Their main purpose would be to eject individual sensor pods, each using blue-green laser energy to communicate, forming a self-meshing underwater network with secure command and control hundreds of miles apart. These multi-purpose sensors would also listen for residual sound energy or electromagnetic disturbances, sharing vast amounts of data using artificial intelligence to provide battle-winning automated assessment and decision making for defensive and offensive operations.

DISSOLVE-ON-DEMAND MICRO DRONES
The eel UUVs would be equipped with a variety of micro drones, made from cold salt water-soluble polymers like the liquid capsules used in your washing machines. They can be released in blooms, and communicate with each other and the eels, providing detail reconnaissance of targets.

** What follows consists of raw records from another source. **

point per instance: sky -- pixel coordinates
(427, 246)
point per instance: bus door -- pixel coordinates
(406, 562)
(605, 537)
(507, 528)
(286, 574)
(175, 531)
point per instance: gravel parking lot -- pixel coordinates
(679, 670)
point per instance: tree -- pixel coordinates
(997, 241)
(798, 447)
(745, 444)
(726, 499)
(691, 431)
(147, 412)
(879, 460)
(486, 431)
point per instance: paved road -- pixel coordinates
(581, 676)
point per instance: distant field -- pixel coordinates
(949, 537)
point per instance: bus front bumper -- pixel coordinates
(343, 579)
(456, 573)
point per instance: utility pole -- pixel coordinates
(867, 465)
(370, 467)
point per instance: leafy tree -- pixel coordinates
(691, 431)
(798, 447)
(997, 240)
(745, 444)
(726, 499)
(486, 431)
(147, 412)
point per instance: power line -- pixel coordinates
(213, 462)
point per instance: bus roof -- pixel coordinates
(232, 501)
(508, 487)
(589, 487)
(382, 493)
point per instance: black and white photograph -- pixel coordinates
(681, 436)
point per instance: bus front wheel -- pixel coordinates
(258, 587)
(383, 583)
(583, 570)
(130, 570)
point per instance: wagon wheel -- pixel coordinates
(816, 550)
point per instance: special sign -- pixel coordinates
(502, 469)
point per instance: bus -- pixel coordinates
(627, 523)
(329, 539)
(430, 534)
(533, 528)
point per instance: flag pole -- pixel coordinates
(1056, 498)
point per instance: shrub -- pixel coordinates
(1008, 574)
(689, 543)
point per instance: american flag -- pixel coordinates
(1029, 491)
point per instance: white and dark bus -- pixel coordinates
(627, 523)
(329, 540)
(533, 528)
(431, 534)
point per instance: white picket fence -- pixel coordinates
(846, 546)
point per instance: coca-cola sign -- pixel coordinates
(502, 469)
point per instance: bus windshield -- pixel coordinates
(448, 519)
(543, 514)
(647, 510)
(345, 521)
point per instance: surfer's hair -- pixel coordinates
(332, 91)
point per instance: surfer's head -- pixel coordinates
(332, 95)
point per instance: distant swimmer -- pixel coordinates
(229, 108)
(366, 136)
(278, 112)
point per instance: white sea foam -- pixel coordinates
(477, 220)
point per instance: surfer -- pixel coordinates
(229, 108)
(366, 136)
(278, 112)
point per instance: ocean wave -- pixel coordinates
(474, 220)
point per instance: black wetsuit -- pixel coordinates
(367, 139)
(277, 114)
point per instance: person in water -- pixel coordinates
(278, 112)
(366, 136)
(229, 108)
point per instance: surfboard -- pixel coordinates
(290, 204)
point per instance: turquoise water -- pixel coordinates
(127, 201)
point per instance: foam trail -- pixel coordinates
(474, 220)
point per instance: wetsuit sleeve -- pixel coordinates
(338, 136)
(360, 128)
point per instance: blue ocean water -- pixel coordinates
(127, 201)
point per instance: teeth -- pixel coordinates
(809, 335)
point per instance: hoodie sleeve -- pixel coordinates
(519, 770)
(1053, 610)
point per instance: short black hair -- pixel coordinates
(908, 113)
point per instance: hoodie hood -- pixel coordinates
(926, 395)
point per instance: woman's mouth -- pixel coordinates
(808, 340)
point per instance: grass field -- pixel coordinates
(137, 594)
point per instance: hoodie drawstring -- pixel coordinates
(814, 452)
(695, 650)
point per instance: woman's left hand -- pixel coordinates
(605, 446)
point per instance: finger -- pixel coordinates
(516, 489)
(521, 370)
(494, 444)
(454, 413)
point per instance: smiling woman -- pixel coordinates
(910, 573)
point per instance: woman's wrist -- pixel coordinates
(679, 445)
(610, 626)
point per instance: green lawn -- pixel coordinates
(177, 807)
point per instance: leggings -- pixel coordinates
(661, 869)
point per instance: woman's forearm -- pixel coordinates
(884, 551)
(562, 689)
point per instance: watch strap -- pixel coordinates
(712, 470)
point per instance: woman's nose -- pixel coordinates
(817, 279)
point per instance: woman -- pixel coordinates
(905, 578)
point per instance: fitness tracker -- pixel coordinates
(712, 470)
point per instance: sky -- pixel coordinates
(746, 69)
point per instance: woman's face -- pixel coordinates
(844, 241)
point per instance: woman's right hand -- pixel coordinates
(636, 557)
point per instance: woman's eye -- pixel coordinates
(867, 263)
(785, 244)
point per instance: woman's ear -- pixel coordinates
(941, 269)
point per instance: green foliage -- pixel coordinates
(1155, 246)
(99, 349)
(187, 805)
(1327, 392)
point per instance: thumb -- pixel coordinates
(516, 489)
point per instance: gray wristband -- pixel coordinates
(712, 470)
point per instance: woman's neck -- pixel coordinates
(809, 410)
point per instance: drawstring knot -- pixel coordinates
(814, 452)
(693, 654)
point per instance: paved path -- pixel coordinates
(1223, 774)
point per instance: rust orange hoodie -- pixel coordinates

The pods can produce a constant supply of sensors and drone swarms via 3D printers which would gather biological material from the ocean and use it to build new sensors. These micro drones can play a role in escort duties when the Royal Navy is required to shadow foreign submarines or vessels detected in British waters. The micro drones would follow and escort them until they were back in international waters.

They would be engineered to dissolve after a predetermined period of time, so if deployed in enemy waters they would be undiscovered. The drones would also have adhesive properties in their semi-dissolved state and could be directed to enemy ships to block their uptakes and intakes, rendering the vessels inoperative.